How Inflation Is Outpacing Benefits
Despite annual COLA increases, Social Security benefits haven’t kept up with inflation over time. For example, the average retired worker received $1,176 per month in 2010, but that figure had only risen to $1,860 by January 2024. According to the Senior Citizens League, the real value of those benefits should have been 20% higher to keep up with inflation. In other words, your Social Security benefits would need to be about $2,230 per month to match the true cost of living.
This shortfall is largely due to the way COLA is calculated. Currently, the SSA uses the Consumer Price Index for Urban Wage Earners and Clerical Workers (CPI-W) to measure inflation. However, the CPI-W doesn’t reflect the spending habits of retirees, who often spend more on housing and healthcare and less on transportation and education.
The Need for a Better Measure of Inflation
There is a school of thought among several economists that the most suitable index to be used for calculating the cost of living adjustments for pensioners should be the Consumer Price Index for the Elderly (CPI-E), which covers individuals aged 62 years and above.

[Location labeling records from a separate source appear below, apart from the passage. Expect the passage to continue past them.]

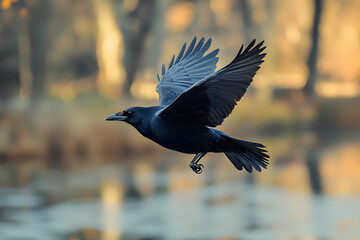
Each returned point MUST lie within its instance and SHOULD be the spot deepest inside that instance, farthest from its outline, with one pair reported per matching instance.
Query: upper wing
(186, 70)
(212, 99)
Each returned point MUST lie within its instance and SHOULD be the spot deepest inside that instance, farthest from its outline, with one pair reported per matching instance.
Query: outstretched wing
(188, 68)
(212, 99)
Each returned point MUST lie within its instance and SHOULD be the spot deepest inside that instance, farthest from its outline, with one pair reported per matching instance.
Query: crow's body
(194, 99)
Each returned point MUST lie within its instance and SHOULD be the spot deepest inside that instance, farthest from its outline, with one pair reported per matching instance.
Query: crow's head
(133, 116)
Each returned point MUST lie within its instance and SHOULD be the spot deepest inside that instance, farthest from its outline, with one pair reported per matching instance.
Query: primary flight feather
(193, 99)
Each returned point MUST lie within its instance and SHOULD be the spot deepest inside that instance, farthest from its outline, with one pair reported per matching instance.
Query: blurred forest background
(65, 65)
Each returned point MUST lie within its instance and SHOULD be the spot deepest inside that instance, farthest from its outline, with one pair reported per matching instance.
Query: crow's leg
(197, 168)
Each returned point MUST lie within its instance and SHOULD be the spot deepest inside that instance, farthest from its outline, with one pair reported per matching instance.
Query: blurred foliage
(65, 65)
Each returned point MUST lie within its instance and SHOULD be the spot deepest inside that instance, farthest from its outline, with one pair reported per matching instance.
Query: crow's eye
(127, 113)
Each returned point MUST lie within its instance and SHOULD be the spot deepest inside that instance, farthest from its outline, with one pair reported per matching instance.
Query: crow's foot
(197, 168)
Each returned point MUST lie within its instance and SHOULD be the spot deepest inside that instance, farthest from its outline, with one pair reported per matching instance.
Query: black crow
(194, 99)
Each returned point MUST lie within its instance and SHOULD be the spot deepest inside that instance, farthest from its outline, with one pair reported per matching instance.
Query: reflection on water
(144, 201)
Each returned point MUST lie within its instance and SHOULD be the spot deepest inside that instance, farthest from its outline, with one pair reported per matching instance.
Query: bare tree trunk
(312, 158)
(109, 49)
(142, 17)
(313, 56)
(38, 36)
(248, 23)
(26, 76)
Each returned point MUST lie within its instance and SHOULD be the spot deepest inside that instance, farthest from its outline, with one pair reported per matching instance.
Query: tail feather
(248, 155)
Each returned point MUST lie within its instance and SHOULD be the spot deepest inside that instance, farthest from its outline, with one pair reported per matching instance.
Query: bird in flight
(193, 99)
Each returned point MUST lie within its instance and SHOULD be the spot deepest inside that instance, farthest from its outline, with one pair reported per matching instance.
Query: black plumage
(194, 99)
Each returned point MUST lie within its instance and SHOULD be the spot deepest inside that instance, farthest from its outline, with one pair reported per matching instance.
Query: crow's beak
(116, 117)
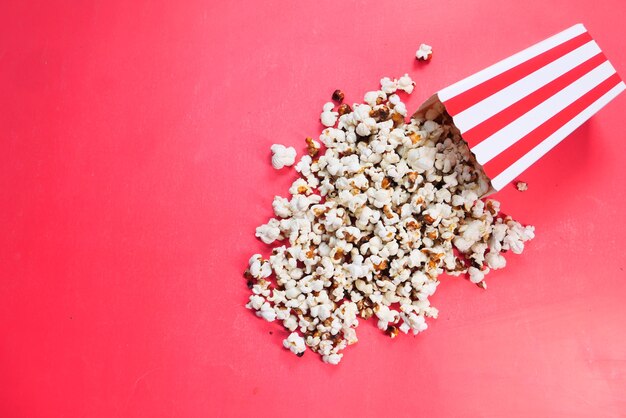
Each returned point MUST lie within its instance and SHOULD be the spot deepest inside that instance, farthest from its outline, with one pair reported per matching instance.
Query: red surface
(135, 166)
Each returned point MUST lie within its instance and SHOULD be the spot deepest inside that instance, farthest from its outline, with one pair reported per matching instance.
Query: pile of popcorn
(381, 209)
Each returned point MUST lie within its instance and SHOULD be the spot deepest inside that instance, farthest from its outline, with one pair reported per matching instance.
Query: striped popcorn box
(517, 110)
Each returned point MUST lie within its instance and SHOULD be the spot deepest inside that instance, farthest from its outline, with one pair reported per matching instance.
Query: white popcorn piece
(269, 232)
(328, 116)
(295, 343)
(282, 156)
(424, 52)
(406, 83)
(372, 222)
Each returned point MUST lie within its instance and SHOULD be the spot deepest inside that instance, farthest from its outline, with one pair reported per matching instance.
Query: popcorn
(328, 117)
(375, 218)
(282, 156)
(424, 53)
(406, 83)
(295, 344)
(269, 232)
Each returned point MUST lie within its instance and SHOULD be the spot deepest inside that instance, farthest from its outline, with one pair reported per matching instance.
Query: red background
(135, 166)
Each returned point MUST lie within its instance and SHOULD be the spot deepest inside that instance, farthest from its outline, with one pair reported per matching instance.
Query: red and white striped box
(515, 111)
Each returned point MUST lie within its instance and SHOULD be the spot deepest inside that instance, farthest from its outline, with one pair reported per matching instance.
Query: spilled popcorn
(424, 52)
(381, 209)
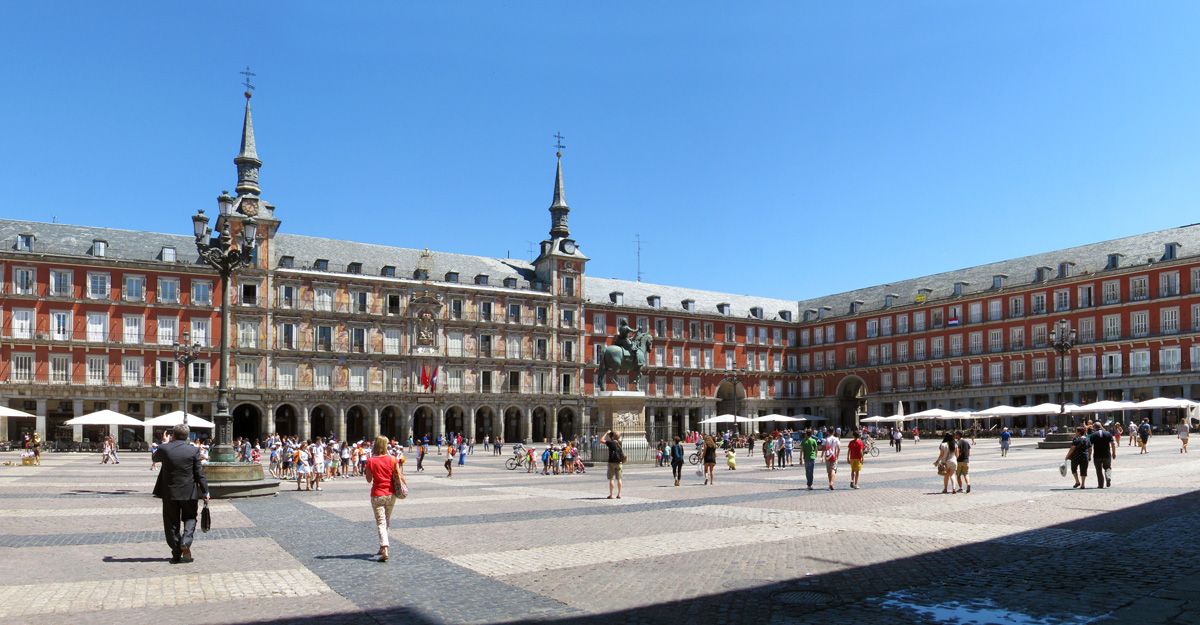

The Protecting and Preserving Social Security Act is one of the proposed policies that seeks to make the Colas use the CPI-E ratio in place of the CPI-W. This change would most likely be effective in enhancing the real value of the Social Security benefits; however, it is very unlikely that this change will take place in the foreseeable future, and thus you will have to adjust yourself to a system that may not be more favorable to your financial needs shortly.
Social Security Benefits Could Lose Purchasing Power Again
Unfortunately, the 2025 COLA is expected to fall short of real inflation for the second year in a row, further eroding your purchasing power. The CPI-E has been rising faster than the CPI-W, meaning retirees have already seen their benefits lose value in 2024. A similar outcome in 2025 could make budgeting even more difficult, especially with essential costs still on the rise.
What Can You Do?
Although you may not be able to affect how the COLA is calculated, there are some actions you can take to preserve your financial stability. If you can, consider getting a part-time job or look towards earning some additional income through ways such as certificates of deposits or high-yield savings accounts. Even during good times, there may be opportunities to sell stock in the high market to increase your cash reserves.
Given uncertain times regarding the COLA for Social Security and the risk of reliance on it, it is prudent to plan carefully and investigate possible ways of generating income during one’s retirement other than that provided by Social Security.